Families

Free YMCA program teaches kids to swim

Tish O’Keefe works with a student at the Whatcom Family YMCA, where a local version of “Safety Around Water” is planned this year.
Tish O’Keefe works with a student at the Whatcom Family YMCA, where a local version of “Safety Around Water” is planned this year. Courtesy to The Bellingam Herald

If Bill Ziels and Tish O’Keefe fulfill their goal, at least several hundred Whatcom County first graders will learn to swim safely this spring and summer.

“Our dream is to provide this new learn-to-swim program to more than 1,000 county first grade boys and girls in our first year,” said Ziels, the CEO of Whatcom Family YMCA. “This program is free and it’s only made possible through the sponsorship of Phillips 66.”

O’Keefe, the aquatics director, has planned the local version of “Safety Around Water,” a new national YMCA program, so that each first grader will get plenty of individual attention from a trained instructor.

The program, with sign-ups currently on-going, begins during spring break April 4-8. There will be five half-hour instructional periods, Monday through Friday, with many more weekly sessions to come.

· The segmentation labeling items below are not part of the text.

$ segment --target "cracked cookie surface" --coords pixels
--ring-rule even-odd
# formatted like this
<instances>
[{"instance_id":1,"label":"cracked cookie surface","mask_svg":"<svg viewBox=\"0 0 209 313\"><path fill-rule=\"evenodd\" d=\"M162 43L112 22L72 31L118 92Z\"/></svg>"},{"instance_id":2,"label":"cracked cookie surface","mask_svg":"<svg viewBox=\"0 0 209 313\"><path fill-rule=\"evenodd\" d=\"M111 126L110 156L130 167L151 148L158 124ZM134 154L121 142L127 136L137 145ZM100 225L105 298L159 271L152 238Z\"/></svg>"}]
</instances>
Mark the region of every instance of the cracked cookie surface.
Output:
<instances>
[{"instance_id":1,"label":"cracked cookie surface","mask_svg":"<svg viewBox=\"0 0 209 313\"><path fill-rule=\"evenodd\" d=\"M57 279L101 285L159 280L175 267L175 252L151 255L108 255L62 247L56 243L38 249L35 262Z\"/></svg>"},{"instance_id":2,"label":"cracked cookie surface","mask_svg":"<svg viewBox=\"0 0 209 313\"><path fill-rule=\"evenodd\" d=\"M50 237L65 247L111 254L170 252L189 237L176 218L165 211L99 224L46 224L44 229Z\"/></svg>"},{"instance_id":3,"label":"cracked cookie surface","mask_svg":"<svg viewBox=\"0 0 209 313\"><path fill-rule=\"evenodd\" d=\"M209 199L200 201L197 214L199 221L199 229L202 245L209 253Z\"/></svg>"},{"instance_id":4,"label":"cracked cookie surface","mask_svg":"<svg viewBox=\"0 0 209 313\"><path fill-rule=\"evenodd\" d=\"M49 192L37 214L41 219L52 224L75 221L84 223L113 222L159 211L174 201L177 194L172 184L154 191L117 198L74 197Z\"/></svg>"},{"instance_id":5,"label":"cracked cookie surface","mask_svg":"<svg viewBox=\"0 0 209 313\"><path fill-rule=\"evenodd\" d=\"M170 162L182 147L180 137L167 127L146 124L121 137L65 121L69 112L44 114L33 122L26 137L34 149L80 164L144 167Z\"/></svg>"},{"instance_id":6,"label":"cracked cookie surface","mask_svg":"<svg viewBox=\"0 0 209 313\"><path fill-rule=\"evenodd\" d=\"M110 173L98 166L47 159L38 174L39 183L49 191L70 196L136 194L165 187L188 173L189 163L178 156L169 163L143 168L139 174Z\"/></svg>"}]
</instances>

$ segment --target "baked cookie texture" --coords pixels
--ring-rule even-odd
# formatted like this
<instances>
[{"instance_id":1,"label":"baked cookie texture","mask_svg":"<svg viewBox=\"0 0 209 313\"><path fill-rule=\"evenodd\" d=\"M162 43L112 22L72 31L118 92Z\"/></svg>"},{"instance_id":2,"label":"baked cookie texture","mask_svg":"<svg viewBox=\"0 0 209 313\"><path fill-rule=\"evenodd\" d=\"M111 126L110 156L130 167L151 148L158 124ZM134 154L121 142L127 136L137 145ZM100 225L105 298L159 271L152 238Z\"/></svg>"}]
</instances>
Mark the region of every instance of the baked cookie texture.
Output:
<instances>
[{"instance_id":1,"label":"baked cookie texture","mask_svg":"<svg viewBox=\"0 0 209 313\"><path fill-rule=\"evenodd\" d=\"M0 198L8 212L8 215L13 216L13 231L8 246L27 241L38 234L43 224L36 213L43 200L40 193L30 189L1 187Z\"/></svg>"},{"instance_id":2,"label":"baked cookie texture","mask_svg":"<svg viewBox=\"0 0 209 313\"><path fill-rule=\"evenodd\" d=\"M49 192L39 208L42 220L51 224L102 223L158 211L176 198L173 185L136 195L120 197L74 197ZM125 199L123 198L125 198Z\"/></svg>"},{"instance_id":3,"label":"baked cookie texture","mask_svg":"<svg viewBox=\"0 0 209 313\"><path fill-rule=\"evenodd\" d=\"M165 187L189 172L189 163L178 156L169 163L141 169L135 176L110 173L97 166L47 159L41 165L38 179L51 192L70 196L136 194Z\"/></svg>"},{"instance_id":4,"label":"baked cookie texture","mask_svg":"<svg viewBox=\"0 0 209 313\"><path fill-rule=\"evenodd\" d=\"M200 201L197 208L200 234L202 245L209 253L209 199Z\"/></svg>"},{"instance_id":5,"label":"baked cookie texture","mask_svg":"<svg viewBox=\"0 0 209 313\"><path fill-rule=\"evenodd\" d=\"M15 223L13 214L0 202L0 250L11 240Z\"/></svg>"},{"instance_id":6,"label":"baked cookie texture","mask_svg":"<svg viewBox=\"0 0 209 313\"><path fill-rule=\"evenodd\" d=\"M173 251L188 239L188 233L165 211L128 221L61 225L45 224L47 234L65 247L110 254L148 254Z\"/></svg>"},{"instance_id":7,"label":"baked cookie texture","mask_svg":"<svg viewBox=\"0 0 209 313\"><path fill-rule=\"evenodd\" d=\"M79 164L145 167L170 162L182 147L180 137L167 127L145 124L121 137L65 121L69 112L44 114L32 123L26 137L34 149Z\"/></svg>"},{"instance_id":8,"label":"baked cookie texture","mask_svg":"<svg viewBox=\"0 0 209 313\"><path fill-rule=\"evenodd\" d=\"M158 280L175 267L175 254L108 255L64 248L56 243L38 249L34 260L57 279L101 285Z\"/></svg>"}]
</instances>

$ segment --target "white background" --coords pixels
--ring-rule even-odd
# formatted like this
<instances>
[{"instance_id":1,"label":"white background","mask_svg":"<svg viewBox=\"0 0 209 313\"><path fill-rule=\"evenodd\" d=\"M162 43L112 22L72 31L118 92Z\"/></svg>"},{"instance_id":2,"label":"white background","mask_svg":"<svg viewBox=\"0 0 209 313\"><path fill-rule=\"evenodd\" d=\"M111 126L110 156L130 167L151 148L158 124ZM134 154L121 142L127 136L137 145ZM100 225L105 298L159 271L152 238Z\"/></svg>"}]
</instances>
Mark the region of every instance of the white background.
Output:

“Our ultimate goal is for our students to learn swim-float-swim,” O’Keefe said. “The idea is to teach kids how to swim, then learn to roll over and float on their backs to rest and get energy back, then swim again.”

She said the students will first acclimate themselves to water, then learn to be comfortable putting their faces in the pool and submerging. They will be taught to orient themselves to the wall and how to float and to keep calm, which is vital for young swimmers.

“Our goal at the end of the five days is that children will have the skills to save their lives,” said O’Keefe. That’s especially true if children unexpectedly find themselves in water, she pointed out, noting that three American children drown every day, on average, and that drowning is the second-leading cause of death for children 5 to 14 years old.

Parents need to know that 10 percent of all drowning deaths occur no more than 10 feet from safety.

“All children deserve access to water safety resources that not only could save their lives, but enrich them with an outlet for fun, healthy activity,” she said.

Ziels would like to make the program permanent.

“Our hope in that this is the inaugural year,” he said. “Our mission is to provide water safety knowledge to all youth in Whatcom County.”

O’Keefe said each student will be evaluated after the first session to determine what needs to be learned and stressed to help that student gain confidence, since children approach swimming in so many different ways.

THE YMCA’S FAMILY PLEDGE FOR SAFETY AROUND WATER

▪ We (parents or other adults) will always watch children around water;

▪ We will stay within arm’s reach of young children in the water;

▪ We will swim near a lifeguard;

▪ We will reach or throw, not go, to help a swimmer who is in trouble;

▪ We will learn CPR;

▪ We will enroll children in swim lessons.